Thirteen candidates were awarded scholarships and we delivered individual coaching and feedback to candidates online. Freshfields is following up with this group through ongoing mentoring, networking and skills sessions to try and make their experience as rich as possible.
Delivering programmes in a different way has also meant the potential for innovation, particularly in overcoming geographical boundaries. Our New York office conducted its 12th annual Legal Outreach programme for New York City high school students entirely virtually, taking advantage of the possibility for international interaction. The programme is designed to include opportunities for informal mentoring, so the team had to be creative about setting up additional interactions, including one-on-one meetings and virtual dinner parties. We used the virtual format to include Freshfields volunteers from our London, Beijing, Vienna and Dusseldorf offices.
As in previous years, the students prepared a complex international case study and presented their findings before a fictitious board of directors made up of senior lawyers. We were pleased to hear that the students found the exercise just as challenging on screen as it had been for previous students in person.

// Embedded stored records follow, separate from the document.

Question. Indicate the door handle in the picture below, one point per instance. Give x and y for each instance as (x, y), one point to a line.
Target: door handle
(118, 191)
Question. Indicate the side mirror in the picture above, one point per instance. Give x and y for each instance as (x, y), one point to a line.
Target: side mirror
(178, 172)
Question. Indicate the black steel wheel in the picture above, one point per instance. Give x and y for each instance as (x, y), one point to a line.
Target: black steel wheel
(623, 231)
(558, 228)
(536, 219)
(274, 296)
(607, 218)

To finish the internship week, we wanted to emphasise the importance of a strong work community and invited over 150 colleagues from our US, European and Asian offices to join the celebratory closing party, which included a speech from our Senior Partner in London and a surprise live performance by musicians from a documentary the students had watched the evening before. Albeit virtual, it was a magical evening the students are unlikely to forget.
Within our UK work-shadowing programme, we asked our charity partners to recruit students from social mobility ‘cold spots’, many of which are a long way from our two UK offices.
Partnering with others
Within our Freshfields Stephen Lawrence Scholarship Scheme, we were able to use the expertise of both clients and suppliers to help us engage with candidates. Within our follow-on offering for candidates, we offered workshops including one on drafting in partnership with the Bank of England and a CV and covering letter masterclass with Alexander Mann Solutions.

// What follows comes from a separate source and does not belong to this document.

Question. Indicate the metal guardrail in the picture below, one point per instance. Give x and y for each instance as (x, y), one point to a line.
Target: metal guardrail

We also partnered with clients to deliver mentoring sessions to students at ITE College East in Singapore. The programme had to be suspended in the first half of 2020 due to the COVID-19 ‘circuit breaker’ measures in Singapore. In the second half of 2020, our Singapore colleagues pivoted, conducting the programme on Zoom instead of in person. They partnered with legal counsel from clients in Asia, tailored the content for online delivery and used Zoom virtual-breakout rooms so that the 16 students could still benefit from small-group discussions.
To enable us to connect better with each participant, the college provided a brief background of each student, including what they wanted to learn from the workshop, their hobbies and interests, and their hopes and plans after graduation. Although the students could not receive in-person guidance, they have learned how to give virtual presentations, a skill that will likely prove useful as workplaces adjust to more agile arrangements.
Using what we learned
These experiences have helped us understand the multidimensional challenges that people (including our own employees) face as coronavirus changes the ways in which we interact. As well as considering technology’s limitations, we want to explore its potential: digital interventions may enable us to work with students we might struggle to reach in person, and better interactivity could enrich what we can offer them.